Environmentalists Say Wyoming Wind Farm Will Devastate Eagle Populations
A new wind farm proposed for federal land in Wyoming will inflict a devastating toll on threatened bird species, including sage grouse and eagles, environmentalists report. Opponents are hoping to persuade the U.S. Bureau of Land Management (BLM) to reconsider its preliminary support for the project, planned as the largest in the world.
Salazar Pushes Wind Power
U.S. Interior Secretary Ken Salazar reports federal officials have completed their environmental review of the proposed wind farm and will soon present the project for public comments and final review.
“When it comes to wind energy, we’re making significant progress both onshore and offshore to diversify our nation’s domestic energy portfolio and stand up [for] a clean energy economy,” Salazar said in a press statement expressing support for the industrial wind farm. “Today, as we take the next steps toward realizing what could be the largest wind energy project in the world and holding a competitive offshore wind lease sale, we are really at the forefront of a renewable energy revolution.”
Another ‘Bird Blender’
Erik Molvar, a wildlife biologist for the Biodiversity Conservation Alliance in Laramie, Wyoming, says the wind farm will cause more environmental damage than benefits. Molvar says the wind farm is sited in a location that will severely harm a wide variety of bird species.

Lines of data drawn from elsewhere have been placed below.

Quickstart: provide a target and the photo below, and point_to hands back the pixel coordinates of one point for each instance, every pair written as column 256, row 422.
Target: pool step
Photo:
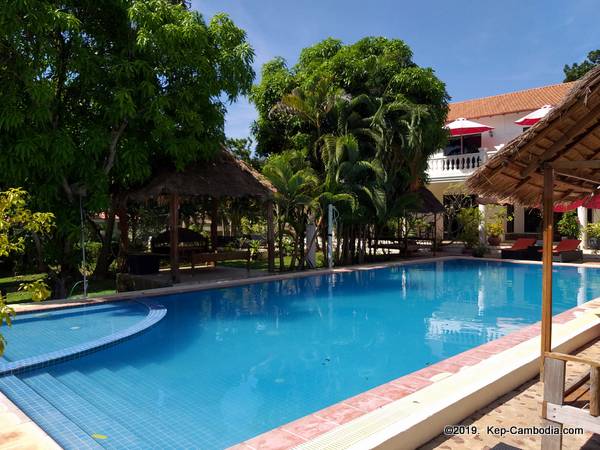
column 108, row 432
column 189, row 417
column 126, row 408
column 64, row 431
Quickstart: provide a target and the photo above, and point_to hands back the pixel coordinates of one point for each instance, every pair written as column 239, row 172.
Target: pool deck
column 354, row 422
column 520, row 407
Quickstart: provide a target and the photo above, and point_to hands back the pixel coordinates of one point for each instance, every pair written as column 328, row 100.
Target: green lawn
column 96, row 288
column 262, row 264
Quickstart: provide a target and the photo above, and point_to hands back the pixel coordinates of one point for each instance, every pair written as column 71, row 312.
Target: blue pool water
column 225, row 365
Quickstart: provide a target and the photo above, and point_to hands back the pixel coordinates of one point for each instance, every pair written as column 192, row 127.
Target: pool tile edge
column 405, row 388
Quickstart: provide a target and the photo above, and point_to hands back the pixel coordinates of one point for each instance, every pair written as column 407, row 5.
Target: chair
column 577, row 405
column 567, row 251
column 519, row 250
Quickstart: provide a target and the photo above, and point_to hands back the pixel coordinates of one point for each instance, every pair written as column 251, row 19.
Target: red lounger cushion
column 568, row 245
column 522, row 244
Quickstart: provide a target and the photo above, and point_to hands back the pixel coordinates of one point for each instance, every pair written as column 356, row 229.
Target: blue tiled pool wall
column 155, row 313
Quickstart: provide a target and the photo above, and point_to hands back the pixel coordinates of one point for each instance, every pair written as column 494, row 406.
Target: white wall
column 505, row 129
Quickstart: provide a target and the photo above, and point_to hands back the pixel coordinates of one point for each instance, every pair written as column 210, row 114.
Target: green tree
column 97, row 96
column 576, row 71
column 296, row 186
column 16, row 223
column 242, row 149
column 367, row 118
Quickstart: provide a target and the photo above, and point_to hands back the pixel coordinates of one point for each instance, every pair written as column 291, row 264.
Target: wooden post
column 548, row 212
column 214, row 223
column 554, row 388
column 124, row 237
column 174, row 237
column 270, row 237
column 594, row 391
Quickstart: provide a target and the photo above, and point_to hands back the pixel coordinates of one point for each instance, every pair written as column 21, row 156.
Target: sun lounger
column 567, row 251
column 577, row 405
column 519, row 250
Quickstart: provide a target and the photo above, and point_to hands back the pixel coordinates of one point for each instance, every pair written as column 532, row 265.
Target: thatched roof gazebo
column 224, row 176
column 555, row 161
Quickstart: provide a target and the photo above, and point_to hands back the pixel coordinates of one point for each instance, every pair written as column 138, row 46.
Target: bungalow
column 451, row 166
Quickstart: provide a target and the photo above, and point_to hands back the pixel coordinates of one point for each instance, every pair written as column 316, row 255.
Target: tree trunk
column 105, row 257
column 41, row 265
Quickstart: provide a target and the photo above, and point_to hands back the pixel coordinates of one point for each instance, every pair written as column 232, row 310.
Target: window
column 463, row 144
column 453, row 147
column 471, row 143
column 510, row 224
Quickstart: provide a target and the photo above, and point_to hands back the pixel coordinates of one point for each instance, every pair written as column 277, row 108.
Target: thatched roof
column 429, row 204
column 570, row 132
column 222, row 176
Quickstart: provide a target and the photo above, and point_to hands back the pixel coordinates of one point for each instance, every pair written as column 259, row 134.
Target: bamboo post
column 214, row 217
column 548, row 212
column 270, row 237
column 174, row 237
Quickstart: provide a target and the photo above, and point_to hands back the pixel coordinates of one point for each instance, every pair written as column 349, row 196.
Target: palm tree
column 296, row 184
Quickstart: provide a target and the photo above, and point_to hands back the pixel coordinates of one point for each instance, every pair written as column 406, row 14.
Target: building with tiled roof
column 510, row 103
column 449, row 167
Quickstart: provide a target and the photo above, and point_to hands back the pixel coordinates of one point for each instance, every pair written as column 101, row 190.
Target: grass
column 96, row 288
column 262, row 264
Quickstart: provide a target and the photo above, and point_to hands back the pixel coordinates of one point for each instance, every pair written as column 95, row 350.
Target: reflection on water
column 244, row 360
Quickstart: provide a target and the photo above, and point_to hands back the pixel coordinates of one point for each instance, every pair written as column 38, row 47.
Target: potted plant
column 494, row 226
column 494, row 232
column 593, row 230
column 568, row 226
column 469, row 220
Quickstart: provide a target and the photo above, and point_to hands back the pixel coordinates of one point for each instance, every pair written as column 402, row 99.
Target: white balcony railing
column 456, row 167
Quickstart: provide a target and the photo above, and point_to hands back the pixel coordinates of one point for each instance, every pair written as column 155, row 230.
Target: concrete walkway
column 520, row 407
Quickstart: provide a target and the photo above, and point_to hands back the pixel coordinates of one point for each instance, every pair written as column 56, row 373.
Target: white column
column 519, row 219
column 439, row 227
column 582, row 216
column 311, row 231
column 482, row 224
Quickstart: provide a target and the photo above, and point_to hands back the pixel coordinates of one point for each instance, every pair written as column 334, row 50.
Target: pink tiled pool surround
column 320, row 422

“This project could be the worst wind farm from an environmental perspective since the Altamont Pass project in California that became famous as the ‘bird blender,’” said Molvar.

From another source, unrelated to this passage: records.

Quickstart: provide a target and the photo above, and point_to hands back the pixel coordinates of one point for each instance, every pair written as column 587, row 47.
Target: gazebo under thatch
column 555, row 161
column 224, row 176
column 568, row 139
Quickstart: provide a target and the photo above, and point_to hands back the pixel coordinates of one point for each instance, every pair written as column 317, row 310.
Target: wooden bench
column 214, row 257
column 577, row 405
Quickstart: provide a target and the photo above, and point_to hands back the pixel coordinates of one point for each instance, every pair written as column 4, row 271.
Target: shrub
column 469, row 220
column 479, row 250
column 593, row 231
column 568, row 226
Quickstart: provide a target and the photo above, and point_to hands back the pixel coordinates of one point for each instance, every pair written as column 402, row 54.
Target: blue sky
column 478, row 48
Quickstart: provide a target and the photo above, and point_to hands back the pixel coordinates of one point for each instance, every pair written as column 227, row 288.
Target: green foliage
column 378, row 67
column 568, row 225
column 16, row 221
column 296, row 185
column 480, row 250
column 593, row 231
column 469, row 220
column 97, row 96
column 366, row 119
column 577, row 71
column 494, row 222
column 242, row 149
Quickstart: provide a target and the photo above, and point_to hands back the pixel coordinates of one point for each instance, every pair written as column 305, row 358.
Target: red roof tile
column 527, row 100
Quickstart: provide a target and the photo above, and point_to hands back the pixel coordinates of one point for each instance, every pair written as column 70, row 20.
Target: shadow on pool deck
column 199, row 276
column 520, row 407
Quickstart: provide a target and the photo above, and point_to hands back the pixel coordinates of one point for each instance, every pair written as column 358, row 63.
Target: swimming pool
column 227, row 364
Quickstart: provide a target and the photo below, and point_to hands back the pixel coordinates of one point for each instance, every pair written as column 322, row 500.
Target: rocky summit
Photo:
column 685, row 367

According to the environmental impact statement prepared for the proposed wind farm, the project will annually kill 150 to 210 birds of prey, including 46 to 64 golden eagles each year. The turbines will also kill much larger numbers of non-predator bird species and bats.

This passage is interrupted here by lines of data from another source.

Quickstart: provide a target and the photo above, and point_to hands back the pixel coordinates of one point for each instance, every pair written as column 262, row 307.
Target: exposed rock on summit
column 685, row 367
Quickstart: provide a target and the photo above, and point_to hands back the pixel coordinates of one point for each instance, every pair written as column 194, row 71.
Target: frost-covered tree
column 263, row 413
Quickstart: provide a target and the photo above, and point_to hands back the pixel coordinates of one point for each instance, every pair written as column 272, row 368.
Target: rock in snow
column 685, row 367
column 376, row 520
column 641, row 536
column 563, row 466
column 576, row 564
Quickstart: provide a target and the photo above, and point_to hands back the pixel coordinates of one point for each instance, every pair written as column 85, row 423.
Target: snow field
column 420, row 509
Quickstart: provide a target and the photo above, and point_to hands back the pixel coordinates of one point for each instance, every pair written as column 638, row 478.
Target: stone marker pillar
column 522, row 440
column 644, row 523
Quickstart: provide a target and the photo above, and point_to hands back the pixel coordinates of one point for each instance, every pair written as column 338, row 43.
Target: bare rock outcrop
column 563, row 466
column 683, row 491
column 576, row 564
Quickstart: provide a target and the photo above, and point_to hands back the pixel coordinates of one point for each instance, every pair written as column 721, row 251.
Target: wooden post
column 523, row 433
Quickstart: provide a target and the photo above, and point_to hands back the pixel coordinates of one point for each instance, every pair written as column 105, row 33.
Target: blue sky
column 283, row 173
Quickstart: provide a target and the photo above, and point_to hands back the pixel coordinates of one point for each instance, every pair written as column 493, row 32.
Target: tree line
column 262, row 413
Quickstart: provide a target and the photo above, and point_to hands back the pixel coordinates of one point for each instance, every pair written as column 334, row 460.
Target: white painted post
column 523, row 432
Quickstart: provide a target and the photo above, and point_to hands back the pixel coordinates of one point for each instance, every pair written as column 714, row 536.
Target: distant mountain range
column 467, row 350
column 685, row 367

Eagle Exporter to Eagle ‘Sink’
Molvar points out Wyoming is prime eagle habitat. Eagles thrive so much in Wyoming that eagles born in the state populate other states in the region and build up healthy populations there. Molvar worries the largest industrial wind farm in the world will harm Wyoming’s eagle population so much the state will lose its important role as an eagle exporter.
“This project raises the concern that Wyoming may become a population ‘sink,’ which means that the population would decline here and be unable to replenish themselves,” said Molvar.
BLM Doctored Standards
He expressed additional concerns about the impact on sage grouse in Wyoming and the placing of turbines in areas with scenic lands and historical features. To avoid violating regulations designed to protect scenic areas, the BLM downgraded established standards and reclassified much of the land where the project would be sited.
“In the original plan, only about 5 percent of the land along the Atlantic Rim was rated Class IV, the industrial sacrifice zone where no efforts are made to protect scenic areas,” said Molvar. The BLM changes increase the Class IV designation to more than half of the 220,000 acres encompassing the project.
BLM is expected to issue a final decision on the industrial wind farm this fall.